Net Neutrality Is Marxist?

Steven Alligood steve at bluehost.com
Mon Apr 12 12:06:52 MDT 2010


On 04/12/2010 11:49 AM, Corey Edwards wrote:
> Steven Alligood wrote:
>    
>> ROFL.
>>
>> It should be illegal to put up advertising billboards, just because you
>> don't like them?
>>
>> How about commercials on TV?  Let's make those illegal as well, how dare
>> they put advertising in my shows?
>>
>> What about the ads on the back of the frozen pizza you bought at
>> Smiths?  How outrageous.
>>
>> The only thing I see as UnAmerican here is the limiting of people making
>> money with completely legal methods.
>>      
> Your strawmen aren't completely accurate analogies to how the Internet
> works. I'd say it's more like the phone company interrupting a phone
> call to bring you a sponsored message. Or the mailman slipping
> advertising into your letters. There has always been an unspoken
> understanding that packets, like phone calls or letters, will be
> delivered as-is and not modified in process.
>
>    

Actually, my analogies would be more like dialing a wrong number and 
getting advertising (don't think they wouldn't do it if they could 
figure out how) or the post office bringing advertising along with your 
mail (um, they actually do that).

The original complaint was Sprint redirecting your dns to theirs and 
still giving you all the real sites out there, but anything that didn't 
lookup would give you an advertisement.  Which isn't much different than 
all the SEOs out there grabbing up any and all domains that sound normal 
or are typos of normal and showing advertising.  Which also happens.

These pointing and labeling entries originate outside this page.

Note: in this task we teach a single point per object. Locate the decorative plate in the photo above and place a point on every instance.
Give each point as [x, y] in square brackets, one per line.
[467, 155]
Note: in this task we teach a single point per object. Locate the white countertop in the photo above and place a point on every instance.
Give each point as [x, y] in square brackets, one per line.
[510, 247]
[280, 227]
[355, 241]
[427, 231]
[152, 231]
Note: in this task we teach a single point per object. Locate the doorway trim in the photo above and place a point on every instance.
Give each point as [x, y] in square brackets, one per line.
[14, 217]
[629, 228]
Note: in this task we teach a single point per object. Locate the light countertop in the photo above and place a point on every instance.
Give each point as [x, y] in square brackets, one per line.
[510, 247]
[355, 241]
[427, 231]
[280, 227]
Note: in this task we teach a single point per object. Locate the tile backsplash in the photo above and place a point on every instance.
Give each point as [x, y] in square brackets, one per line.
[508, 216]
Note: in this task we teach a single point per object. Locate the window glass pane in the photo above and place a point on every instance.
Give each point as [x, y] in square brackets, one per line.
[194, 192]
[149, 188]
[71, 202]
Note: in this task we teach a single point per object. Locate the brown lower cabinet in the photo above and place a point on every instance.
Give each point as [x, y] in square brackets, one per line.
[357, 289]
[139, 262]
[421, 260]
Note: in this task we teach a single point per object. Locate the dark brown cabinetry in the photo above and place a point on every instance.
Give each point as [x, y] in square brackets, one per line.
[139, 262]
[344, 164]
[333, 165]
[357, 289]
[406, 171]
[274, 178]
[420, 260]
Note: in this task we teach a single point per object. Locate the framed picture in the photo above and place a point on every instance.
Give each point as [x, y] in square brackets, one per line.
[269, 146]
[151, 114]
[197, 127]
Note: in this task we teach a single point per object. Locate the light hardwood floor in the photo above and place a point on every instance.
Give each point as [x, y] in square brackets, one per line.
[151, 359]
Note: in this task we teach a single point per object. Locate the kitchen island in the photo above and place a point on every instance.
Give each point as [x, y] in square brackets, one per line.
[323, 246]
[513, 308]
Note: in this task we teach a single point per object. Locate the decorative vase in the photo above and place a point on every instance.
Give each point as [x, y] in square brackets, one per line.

I am pretty sure Sprint doesn't actually insert ads in to the sites you 
go to.  Well, at least not without that site getting money from Sprint.

>> In fact, the same thing applies to Comcast and blocking any and all
>> ports that they deem abusive.
>>      
> Same thing with the phone or letter analogy. If the postmaster knew
> there was a bomb in your letter, he wouldn't deliver it. Those are
> exceptional cases and I would suggest that clear public policies about
> what they consider abusive behavior and what they will do about it would
> be appropriate.
>    
But the post office can make those rules on whatever criteria they want 
without ever consulting the customer.  Same goes for Comcast; they can, 
and should, make any rules that are in their own best interest, and that 
of their stockholders.

>    
>>   If their business model precludes your
>> torrents, then find another ISP.   And don't argue that you cannot; the
>> Internet is NOT a basic human right, nor is TV, cable, or even frozen
>> pizza.
>>      
> And yet of all those examples, Internet is by far the least regulated.
> Just because something is not a basic human right doesn't mean we
> shouldn't have standards. There is not enough competition for the market
> to simply sort out all these problems.
>
>    

So, we need more regulation because it has helped all those other 
markets?  Back to your example, regulation has made the phone service so 
much better than it was before?

The only thing that made telco costs come down, and fees lower has been 
the introduction of competition (aka, VoIP providers).  Regulation 
actually raised prices and lowered the quality of service.